A decisão gerou euforia entre investidores: o Ibovespa renovou seu recorde histórico e fechou o dia pela primeira vez acima dos 145 mil pontos. Mas a reação em Nova York foi mista. Por lá, o mercado reagiu de forma volátil, primeiro em alta, mas logo devolvendo parte do movimento, enquanto investidores avaliavam a decisão do Fed e o discurso de seu presidente Jerome Powell.
As sinalizações de Powell, destacando que a continuidade do ciclo de queda de juros nos próximos meses ainda depende da evolução dos dados de inflação e emprego nos EUA, foram lidas por uma ótica mais hawkish, ajudando a limitar os ganhos gerados pela decisão de corte na Fed Funds.
As atenções do mercado, inclusive brasileiro, estavam focadas no encontro do Comitê Federal de Mercado Aberto (Fomc, na sigla em inglês) há algum tempo.
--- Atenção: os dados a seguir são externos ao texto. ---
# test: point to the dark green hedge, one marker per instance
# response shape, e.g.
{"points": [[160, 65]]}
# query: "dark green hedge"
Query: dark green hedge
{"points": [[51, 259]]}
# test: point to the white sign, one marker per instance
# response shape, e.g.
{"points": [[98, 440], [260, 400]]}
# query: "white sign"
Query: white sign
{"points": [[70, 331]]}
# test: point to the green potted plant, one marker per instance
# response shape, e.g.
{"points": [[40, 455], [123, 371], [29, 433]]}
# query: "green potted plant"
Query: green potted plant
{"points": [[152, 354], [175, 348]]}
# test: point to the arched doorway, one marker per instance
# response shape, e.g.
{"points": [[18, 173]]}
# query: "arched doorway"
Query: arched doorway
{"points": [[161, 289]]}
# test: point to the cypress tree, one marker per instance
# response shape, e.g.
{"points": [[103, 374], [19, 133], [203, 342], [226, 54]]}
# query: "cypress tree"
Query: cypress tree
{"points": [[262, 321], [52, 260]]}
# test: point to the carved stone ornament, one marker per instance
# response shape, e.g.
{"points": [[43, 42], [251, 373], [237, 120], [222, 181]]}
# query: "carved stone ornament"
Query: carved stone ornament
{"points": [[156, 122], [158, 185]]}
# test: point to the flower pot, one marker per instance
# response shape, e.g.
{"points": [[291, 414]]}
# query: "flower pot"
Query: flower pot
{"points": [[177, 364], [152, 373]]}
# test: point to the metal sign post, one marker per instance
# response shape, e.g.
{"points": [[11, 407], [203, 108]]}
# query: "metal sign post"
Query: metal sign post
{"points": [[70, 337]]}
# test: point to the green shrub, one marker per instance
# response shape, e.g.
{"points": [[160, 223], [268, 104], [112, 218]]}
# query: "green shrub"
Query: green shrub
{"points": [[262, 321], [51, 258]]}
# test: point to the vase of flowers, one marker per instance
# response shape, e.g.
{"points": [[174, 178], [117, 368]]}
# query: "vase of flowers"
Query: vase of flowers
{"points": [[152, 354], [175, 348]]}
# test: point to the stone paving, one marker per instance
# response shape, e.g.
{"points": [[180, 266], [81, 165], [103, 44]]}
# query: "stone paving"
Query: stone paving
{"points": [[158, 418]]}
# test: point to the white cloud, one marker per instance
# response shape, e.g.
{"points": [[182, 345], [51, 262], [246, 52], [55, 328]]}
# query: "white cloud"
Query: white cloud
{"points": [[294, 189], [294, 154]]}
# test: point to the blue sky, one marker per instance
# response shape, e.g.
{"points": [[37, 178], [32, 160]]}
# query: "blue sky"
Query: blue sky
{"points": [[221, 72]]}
Por aqui, o Banco Central brasileiro deve optar na noite desta quarta-feira por manter a taxa Selic no atual patamar de 15,0% ao ano. Sem novidades no Brasil, a decisão lá fora virou um verdadeiro catalisador dos ativos locais.
Com juros mais baixos nos EUA, o apetite de investidores estrangeiros por ativos de risco aumenta, beneficiando emergentes. Para muitos, este pode ser o início de um novo bull market no Brasil; veja aqui.
Os especialistas elencaram alguns destaques do Fed. Veja:
Supresa “dovish”
O mercado financeiro tem dois jargões para descrever a postura de um banco central em relação à sua política monetária: hawkish e dovish. O primeiro é utilizado para descrever uma tendência de conduta mais restritiva, uma postura mais dura em relação ao controle da inflação e, como consequência, juros mais altos. O segundo é o contrário, quando a conduta tende a ser mais expansionista, com juros mais amenos e maior estímulo à economia.
Depois de três anos de tom hawkish, o Fed dovish finalmente chegou. E essa foi uma das surpresas para alguns especialistas, que avaliaram que o banco central americano foi mais leve no comunicado do que se esperava.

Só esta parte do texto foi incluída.